Labor Day caught on so
quickly among Gilded Age workers because unlike the traditional forms of
labor activism (i.e., striking and picketing) or civic holidays commemorating
victories in war, it drew together workers for the purposes of celebration.
As P. J. McGuire later wrote of the parade,
"No festival of martial glory
of warrior’s renown is this; no pageant pomp of warlike conquest … attend
this day. … It is dedicated to Peace, Civilization and the triumphs
of Industry. It is a demonstration of fraternity and the harbinger
of a better age – a more chivalrous time, when labor shall be best honored
and well rewarded."
In the twentieth century, Labor
Day parades grew into massive spectacles of pride and power. The
highpoint came 1961 when 200,000 workers processed up Fifth Avenue behind
Grand Marshall Mayor Robert Wagner, passing on the reviewing stand dignitaries
that included Governor Nelson Rockefeller, Senator Jacob K. Javitts, and
former President Harry S. Truman. But the strength of organized labor
demonstrated by that parade –union membership had just reached its historic
highpoint with 39% of the American workforce – was already being eroded
by the emergence of the service economy, globalization, and a political
climate often hostile to unions. By the late 1990s fewer than fifteen
percent of American workers belonged to unions and Labor Day parades disappeared
in many cities. Or, as is the case in New York City, parades were
moved to the weekend following Labor Day so as to avoid competing with
the public’s desire for a final three-day weekend of recreation.

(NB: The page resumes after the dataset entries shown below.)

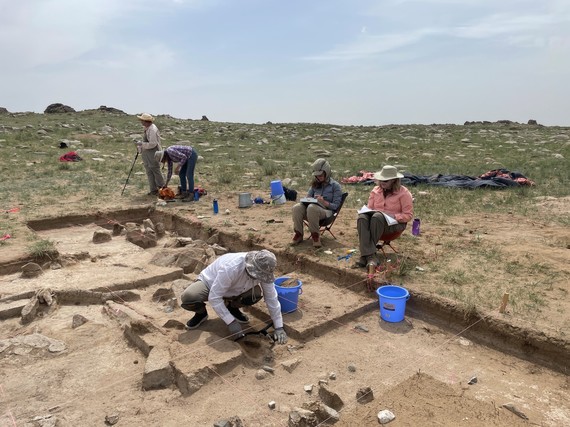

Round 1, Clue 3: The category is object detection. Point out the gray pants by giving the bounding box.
[141,147,165,193]
[293,203,333,234]
[180,280,263,313]
[356,212,406,257]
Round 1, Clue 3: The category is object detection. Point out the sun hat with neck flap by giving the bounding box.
[245,249,277,283]
[137,113,154,122]
[374,165,404,181]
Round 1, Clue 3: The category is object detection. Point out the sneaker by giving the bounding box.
[352,256,368,268]
[292,231,303,245]
[228,307,249,323]
[186,311,208,329]
[311,233,323,248]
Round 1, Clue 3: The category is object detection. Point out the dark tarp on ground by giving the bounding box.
[341,169,534,188]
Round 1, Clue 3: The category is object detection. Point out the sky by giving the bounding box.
[0,0,570,126]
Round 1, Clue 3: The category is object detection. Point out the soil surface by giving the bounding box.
[0,193,570,426]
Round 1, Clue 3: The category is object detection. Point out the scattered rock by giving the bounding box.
[356,387,374,403]
[71,314,87,329]
[502,403,528,420]
[93,230,113,244]
[319,385,344,411]
[255,369,269,380]
[281,359,301,373]
[214,416,244,427]
[378,409,396,424]
[21,262,43,279]
[105,414,119,426]
[287,408,319,427]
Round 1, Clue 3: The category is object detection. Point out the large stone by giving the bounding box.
[319,384,344,411]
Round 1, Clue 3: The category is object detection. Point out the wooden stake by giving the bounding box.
[499,292,509,313]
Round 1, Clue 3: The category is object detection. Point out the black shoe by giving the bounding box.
[228,307,249,323]
[186,311,208,329]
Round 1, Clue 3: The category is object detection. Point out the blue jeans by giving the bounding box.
[178,147,198,193]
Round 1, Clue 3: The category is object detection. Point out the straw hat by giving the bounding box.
[137,113,154,122]
[374,165,404,181]
[245,249,277,283]
[154,150,164,163]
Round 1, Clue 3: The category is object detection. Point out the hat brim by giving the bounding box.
[245,252,275,283]
[374,172,404,181]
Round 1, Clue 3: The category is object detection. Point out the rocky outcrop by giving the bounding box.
[44,103,75,114]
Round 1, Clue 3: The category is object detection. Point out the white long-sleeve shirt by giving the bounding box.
[141,123,161,150]
[198,252,283,328]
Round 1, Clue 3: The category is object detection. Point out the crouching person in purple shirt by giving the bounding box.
[154,145,198,202]
[180,249,287,344]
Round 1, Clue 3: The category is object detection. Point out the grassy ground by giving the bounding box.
[0,111,570,338]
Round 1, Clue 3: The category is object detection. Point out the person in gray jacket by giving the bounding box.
[292,159,342,248]
[180,249,287,344]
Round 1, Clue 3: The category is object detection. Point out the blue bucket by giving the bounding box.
[273,276,303,313]
[271,180,285,199]
[376,285,410,322]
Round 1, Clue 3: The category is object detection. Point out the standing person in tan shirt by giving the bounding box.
[136,113,165,196]
[355,165,414,267]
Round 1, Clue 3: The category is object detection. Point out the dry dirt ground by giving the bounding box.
[0,194,570,426]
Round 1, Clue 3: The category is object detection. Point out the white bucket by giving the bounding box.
[238,193,253,208]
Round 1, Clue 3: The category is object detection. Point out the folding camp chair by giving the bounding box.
[304,193,348,240]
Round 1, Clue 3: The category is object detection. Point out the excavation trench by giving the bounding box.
[0,208,570,402]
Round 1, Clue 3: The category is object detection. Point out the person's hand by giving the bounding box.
[228,320,244,341]
[273,328,287,344]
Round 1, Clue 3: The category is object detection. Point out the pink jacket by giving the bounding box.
[368,186,414,223]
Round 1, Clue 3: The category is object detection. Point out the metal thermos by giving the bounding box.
[412,218,421,236]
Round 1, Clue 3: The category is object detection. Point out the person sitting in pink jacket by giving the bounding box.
[355,165,414,267]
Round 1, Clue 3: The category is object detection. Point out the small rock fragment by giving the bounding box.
[502,403,528,420]
[356,387,374,403]
[71,314,87,329]
[354,325,368,332]
[378,409,396,424]
[105,414,119,426]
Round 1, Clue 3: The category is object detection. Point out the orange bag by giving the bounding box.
[158,187,175,200]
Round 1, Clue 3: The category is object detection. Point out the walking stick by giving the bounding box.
[121,150,139,196]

Still, it would be unwise to
predict the Labor Day’s demotion to the status of Arbor Day or Flag Day.
Despite the fact that few Americans are even remotely aware of the struggle
and spirit that laid the foundation of their current prosperity, comfort,
and leisure, many of the issues that inspired the first Labor Day persist.
Public distrust of corporations has spiked in recent years as the result
of scandals in accounting, campaign finance, and massive payouts to departing
executives. All the while, polls indicate that more and more Americans
are worried about job security, health care costs, and pension funding.
Other workplace issues such as sexual harassment, discrimination, and family
leave continue to attract attention. Whether these concerns ultimately
lead Americans to “Strike with the Ballot” remains to be seen. In
the meantime Labor Day will endure for the foreseeable future as an annual
reminder of battles won and battles yet to be joined.